Brian Johnston (50) took over as King James for the Sham Fight last year. An experienced horseman, he works at Scarvagh House Stud and lives in Scarva with his partner Hylda Mills, daughter of the late Alfred Buller of Scarvagh House. Brian says:
I was the assistant for years to the old King James, Colin Cairns, so I knew all the moves off by heart when I was promoted last year. We've done the fight in all weathers - there was one year the rain fell so hard, the water was running out of us and the green dye from my coat seeped into my skin. I had to give myself a good scrub to get it out.

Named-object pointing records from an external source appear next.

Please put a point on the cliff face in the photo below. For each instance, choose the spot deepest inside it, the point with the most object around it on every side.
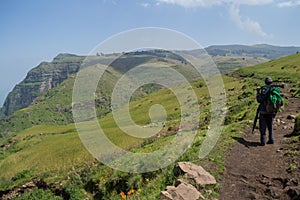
(44, 77)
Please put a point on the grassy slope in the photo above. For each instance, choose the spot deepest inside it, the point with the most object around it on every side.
(286, 69)
(65, 150)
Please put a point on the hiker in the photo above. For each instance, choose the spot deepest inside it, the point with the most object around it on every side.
(267, 114)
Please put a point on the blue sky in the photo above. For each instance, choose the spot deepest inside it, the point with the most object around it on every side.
(34, 31)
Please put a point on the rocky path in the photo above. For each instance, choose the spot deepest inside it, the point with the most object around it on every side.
(264, 172)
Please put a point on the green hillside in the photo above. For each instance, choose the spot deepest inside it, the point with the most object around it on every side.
(286, 69)
(53, 155)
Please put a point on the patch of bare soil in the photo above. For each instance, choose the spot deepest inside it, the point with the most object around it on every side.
(265, 172)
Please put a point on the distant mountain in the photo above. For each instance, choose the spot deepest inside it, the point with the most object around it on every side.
(40, 79)
(259, 50)
(48, 75)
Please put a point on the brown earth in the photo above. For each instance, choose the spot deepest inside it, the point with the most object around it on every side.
(265, 172)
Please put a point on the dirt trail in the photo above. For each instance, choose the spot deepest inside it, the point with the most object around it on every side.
(261, 172)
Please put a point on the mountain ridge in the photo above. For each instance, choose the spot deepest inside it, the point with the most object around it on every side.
(48, 75)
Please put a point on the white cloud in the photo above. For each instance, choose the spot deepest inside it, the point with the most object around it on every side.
(288, 4)
(145, 5)
(247, 24)
(207, 3)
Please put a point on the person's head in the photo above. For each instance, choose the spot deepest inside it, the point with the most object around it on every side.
(268, 81)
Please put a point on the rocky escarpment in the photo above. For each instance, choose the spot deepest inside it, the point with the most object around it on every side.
(44, 77)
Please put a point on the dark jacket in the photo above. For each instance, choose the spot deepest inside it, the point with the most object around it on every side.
(262, 97)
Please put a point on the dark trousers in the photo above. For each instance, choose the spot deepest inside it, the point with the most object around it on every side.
(266, 121)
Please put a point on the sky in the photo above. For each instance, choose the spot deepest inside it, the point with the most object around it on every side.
(34, 31)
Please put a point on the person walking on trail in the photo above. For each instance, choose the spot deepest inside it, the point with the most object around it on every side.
(270, 101)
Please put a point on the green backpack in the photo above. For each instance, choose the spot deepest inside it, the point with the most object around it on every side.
(274, 101)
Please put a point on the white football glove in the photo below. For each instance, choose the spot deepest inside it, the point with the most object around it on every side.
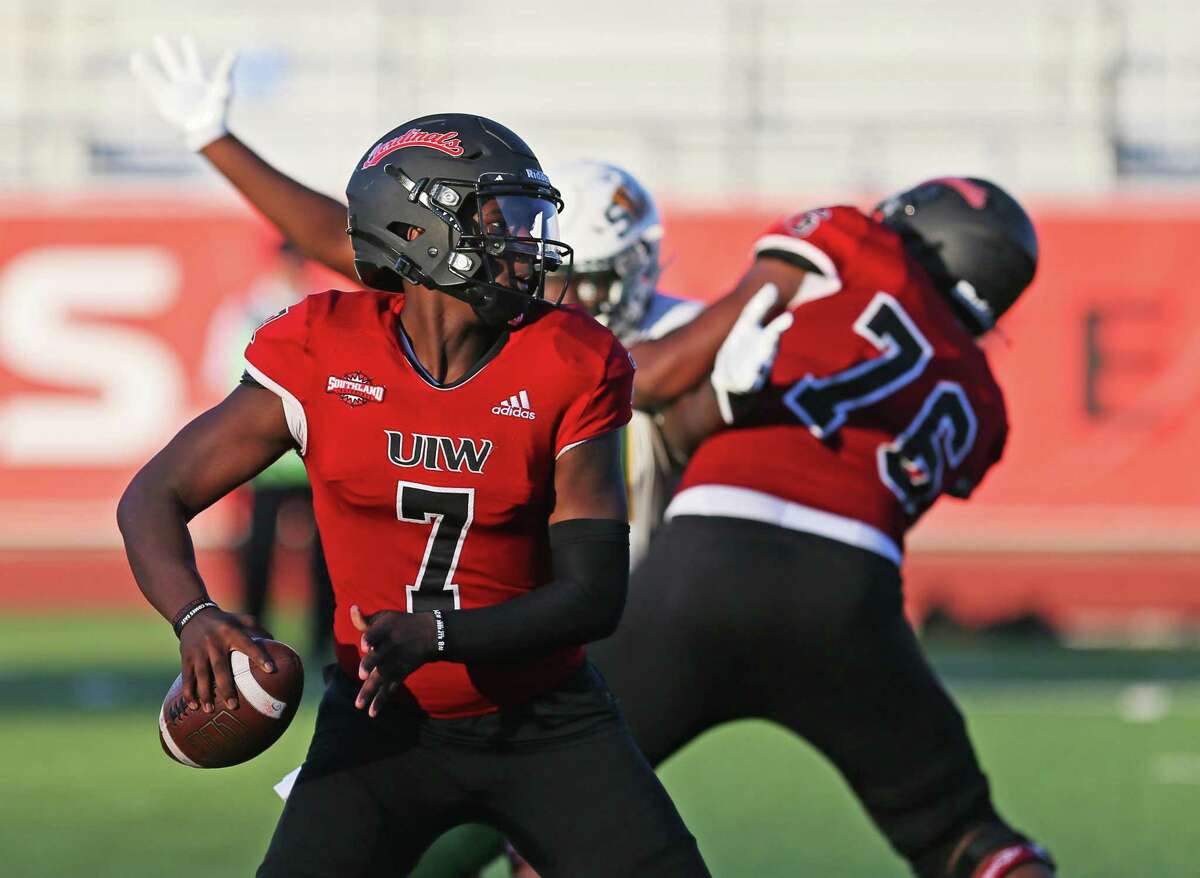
(195, 103)
(743, 364)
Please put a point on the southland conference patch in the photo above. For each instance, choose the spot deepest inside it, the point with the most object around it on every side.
(354, 389)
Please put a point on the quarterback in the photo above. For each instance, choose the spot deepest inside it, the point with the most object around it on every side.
(460, 434)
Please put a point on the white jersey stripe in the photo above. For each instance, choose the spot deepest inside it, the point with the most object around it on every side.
(730, 501)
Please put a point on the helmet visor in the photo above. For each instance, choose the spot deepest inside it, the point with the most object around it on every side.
(517, 238)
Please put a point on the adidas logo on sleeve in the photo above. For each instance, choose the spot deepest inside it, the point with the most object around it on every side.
(516, 406)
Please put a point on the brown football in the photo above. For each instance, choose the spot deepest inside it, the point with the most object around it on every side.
(265, 705)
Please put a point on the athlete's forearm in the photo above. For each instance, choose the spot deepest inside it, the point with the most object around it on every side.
(689, 420)
(315, 222)
(583, 602)
(670, 366)
(159, 546)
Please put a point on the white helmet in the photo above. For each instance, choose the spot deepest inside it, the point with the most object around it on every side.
(613, 227)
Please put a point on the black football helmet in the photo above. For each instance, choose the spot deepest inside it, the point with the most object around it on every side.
(975, 240)
(460, 204)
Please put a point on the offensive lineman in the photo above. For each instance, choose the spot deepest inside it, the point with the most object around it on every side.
(462, 449)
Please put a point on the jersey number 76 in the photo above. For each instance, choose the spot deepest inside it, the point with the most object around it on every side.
(913, 464)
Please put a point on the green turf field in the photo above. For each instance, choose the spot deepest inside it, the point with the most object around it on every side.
(1098, 751)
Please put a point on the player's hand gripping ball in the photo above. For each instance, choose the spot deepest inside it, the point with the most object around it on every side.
(267, 702)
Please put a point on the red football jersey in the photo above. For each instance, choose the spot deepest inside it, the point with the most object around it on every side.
(880, 401)
(436, 495)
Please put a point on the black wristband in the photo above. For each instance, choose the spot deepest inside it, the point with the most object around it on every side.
(189, 612)
(439, 631)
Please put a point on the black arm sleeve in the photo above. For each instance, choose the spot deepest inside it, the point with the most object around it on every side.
(582, 603)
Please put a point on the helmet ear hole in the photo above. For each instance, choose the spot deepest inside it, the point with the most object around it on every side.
(406, 232)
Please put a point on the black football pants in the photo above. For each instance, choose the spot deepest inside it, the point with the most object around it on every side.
(730, 619)
(561, 776)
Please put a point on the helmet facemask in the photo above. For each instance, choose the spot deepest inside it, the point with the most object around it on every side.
(617, 290)
(489, 242)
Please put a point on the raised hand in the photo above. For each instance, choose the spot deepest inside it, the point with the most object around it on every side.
(743, 364)
(189, 98)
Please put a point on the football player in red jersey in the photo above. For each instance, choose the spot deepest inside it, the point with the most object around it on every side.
(462, 450)
(779, 565)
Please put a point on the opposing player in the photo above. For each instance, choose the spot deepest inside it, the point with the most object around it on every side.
(779, 566)
(461, 444)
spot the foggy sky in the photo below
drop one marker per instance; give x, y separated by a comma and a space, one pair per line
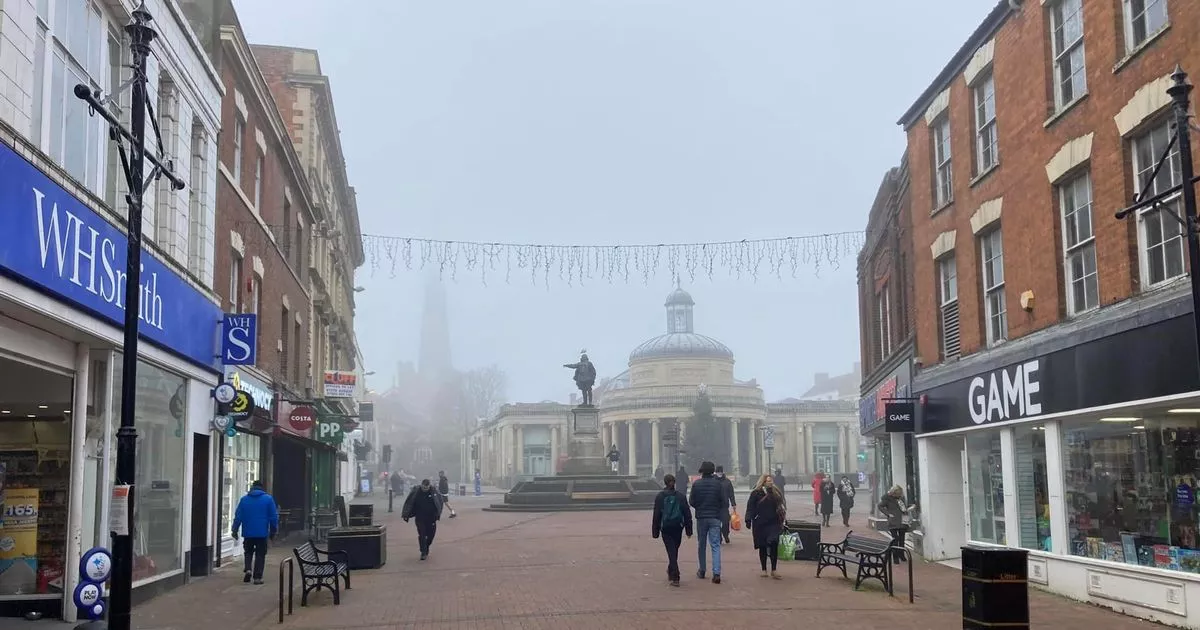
598, 121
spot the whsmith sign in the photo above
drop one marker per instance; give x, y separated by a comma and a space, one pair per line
1144, 363
55, 244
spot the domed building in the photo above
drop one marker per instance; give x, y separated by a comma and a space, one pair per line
655, 395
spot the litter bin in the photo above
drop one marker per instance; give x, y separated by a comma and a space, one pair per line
366, 547
995, 587
361, 515
810, 539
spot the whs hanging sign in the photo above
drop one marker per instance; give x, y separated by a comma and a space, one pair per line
239, 339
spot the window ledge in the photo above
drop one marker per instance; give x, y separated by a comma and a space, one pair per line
983, 175
1138, 49
940, 208
1063, 111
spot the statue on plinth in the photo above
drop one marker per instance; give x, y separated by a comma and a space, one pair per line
585, 377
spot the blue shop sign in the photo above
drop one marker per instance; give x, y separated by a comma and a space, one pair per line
54, 243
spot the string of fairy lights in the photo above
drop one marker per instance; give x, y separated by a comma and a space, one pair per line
581, 264
786, 257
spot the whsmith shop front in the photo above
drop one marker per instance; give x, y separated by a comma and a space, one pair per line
61, 311
1080, 444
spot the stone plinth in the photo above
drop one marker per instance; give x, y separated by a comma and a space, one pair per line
585, 451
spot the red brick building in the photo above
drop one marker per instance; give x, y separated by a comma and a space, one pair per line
1054, 342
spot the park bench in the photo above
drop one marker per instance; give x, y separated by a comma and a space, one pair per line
873, 557
316, 573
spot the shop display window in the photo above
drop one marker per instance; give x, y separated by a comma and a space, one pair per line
1032, 487
161, 421
35, 478
987, 487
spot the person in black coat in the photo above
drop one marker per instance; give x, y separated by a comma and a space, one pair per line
671, 523
424, 504
845, 499
828, 491
765, 517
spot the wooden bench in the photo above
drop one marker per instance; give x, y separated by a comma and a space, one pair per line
870, 553
316, 573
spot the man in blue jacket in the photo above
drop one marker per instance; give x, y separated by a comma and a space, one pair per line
257, 519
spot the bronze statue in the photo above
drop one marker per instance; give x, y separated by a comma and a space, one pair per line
585, 377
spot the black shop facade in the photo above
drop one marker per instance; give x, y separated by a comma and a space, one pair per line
1080, 445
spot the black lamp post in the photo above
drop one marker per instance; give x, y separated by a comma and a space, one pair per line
1180, 93
131, 144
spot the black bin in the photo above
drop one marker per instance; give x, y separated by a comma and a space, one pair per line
995, 587
365, 546
810, 539
361, 515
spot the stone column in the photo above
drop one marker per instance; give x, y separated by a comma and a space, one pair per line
631, 456
553, 449
655, 445
519, 447
736, 456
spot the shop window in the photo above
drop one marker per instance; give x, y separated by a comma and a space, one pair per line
1131, 490
35, 474
1032, 490
987, 489
161, 420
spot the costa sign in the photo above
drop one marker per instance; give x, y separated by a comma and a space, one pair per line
301, 419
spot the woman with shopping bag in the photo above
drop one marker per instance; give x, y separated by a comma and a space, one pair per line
766, 514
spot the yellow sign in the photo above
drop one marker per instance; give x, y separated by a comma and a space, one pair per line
18, 541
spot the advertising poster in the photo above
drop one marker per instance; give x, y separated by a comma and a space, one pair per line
18, 541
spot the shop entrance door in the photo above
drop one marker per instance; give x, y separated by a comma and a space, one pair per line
202, 552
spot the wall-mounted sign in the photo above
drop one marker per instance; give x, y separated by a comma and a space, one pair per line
340, 384
57, 244
239, 339
301, 418
241, 407
900, 417
1137, 364
330, 431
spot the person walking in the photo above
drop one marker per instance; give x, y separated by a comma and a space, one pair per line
671, 520
424, 504
257, 519
766, 513
733, 503
816, 491
444, 490
893, 508
845, 499
828, 491
708, 501
615, 459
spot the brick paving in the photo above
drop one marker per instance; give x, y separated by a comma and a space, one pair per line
582, 570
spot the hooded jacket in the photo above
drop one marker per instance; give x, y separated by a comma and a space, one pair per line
257, 516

We're kind of treated like stars on the day. Everybody knows us and we have to pose for plenty of photos. There have been a few who get a bit carried away with the sight of the green uniform and you get a bit of stick, but there's never any bother. It's a totally different day out to the Twelfth - it's very laid-back and everybody from the wider community is welcome.
There's no tension or hostility, and kids - as long as they know where the car's parked - can run off and do what they like, without coming to any harm. It's a very well run event and there are plenty of stewards on hand.
We've been getting more tourists over the years - Chinese, Americans, from all over. We all really enjoy the day; it's good craic. Of course, I never win the fight, but I don't get hurt, even though we use real swords.
I've had no real disasters over the years, but if there's a cranky horse, I'll get him. I'm used to working with thoroughbreds at the stud, but we couldn't use them in the field. We hire four ordinary ones for the day for about £300, from Lime Park Riding School, in Magheralin.
They're only used for half an hour but by the time you lift them and leave them back, it takes the whole day. We take them down for a hack to let them see the whole thing before it starts.
It's a bit of a family affair for us. Scarvagh House is my partner Hylda's home place and I've worked for her brother for years. It's great to see the crowds getting bigger every year as well as having the backing of the Tourist Board. And everybody's welcome, no matter who they are or where they're from."